At this stage, the underlying molecular mechanism of the inhibition of FMT by AnSC-exos is speculative. TGF-β signaling is reported to play a critical role in FMT [45, 46]. During wound healing, TGF-β1 binds to its receptor, and the resultant complex phosphorylates Smads; the latter then activates the expression of downstream target genes including α-SMA, which leads to FMT. Therefore, either down-regulation of TGF-β1 expression or inhibition of Smad phosphorylation would impair FMT. Indeed, in the present study, application of AnSC-exos significantly down-regulated expression of TGF-β1, evidenced by qRT-PCR results in vivo (Fig. S1), and hence inhibition of FMT by the exosomes is likely due to substances that target the TGF-β signaling pathway.
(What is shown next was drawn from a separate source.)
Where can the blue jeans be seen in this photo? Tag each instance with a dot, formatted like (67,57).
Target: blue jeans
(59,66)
In the present study, we found that AnSC-exos down-regulated expression of α-SMA (a marker of myofibroblasts) both in vivo and in vitro, and were more potent than bMSC-exos. It is known that the “cargoes” carried by exosomes are crucial to their function and that miRNAs are reported to be some of the most important substances [30]. For example, Luo et al. [47] reported that bMSC-exos inhibited expression of TGF-β receptor 1 due to let-7a-5p, the most abundant miRNA in bMSC-exos. In an unpublished work, we have identified the 10 most abundant miRNA species in the AnSC-exos as let-7b, let-7a, miR-21, let-7c, let-7g, let-7e, miR-423-5p, miR-100, let-7f, miR-184. In this respect, a number of miRNAs have been reported in MSC-exos, including those that target TGF-β1, TGF-β2, TGF-β receptor 1, TGF-β receptor 2 and Smad2, all of which have been reported to play roles in the inhibition of FMT in fibrotic diseases [14, 15, 32,33,34]. In fact, most of the miRNAs identified in the AnSC-exos are reported to target the TGF-β signaling pathway. Hence, we propose that these miRNAs account for at least part of the potent FMT inhibitory effect of AnSC-exos. Besides miRNAs, protein components in the AnSC-exos may also play a role in inhibition of the TGF-β signaling pathway. In our recent study [28], we found that protein factors in the AnSC-exos inhibited the expression of TGF-β1 in an osteoarthritis model.

Overall, our current working hypothesis is that during wound healing, miRNAs (such as let-7a-5p) and proteins from the AnSC-exos down-regulate the TGF-β signaling pathway, and that this, in turn, impairs FMT, whereby causing a reduction in collagen accumulation and wound contraction, and that the outcome is the improved quality of wound healing (Fig. 7).

Fig. 7
figure 7

AnSC-exos promoted regenerative wound healing via FMT inhibition. We infer that it is the “cargos” of AnSC-exos including miRNAs (let-7, miR-21, miR-423, etc.) and protein factors that inhibit FMT via downregulating the TGF-β signaling pathway

Conclusions

The present study revealed that AnSC-exos effectively enhanced the rate of healing and improved the quality of healing of full thickness skin wounds in rats, including regeneration of the cutaneous appendages and formation of the basketweave-like pattern of collagens. These effects of AnSC-exos were likely achieved through inhibition of the excessive FMT. Application of AnSC-exos may represent a novel approach for enhancing the quality of wound healing in the clinical setting.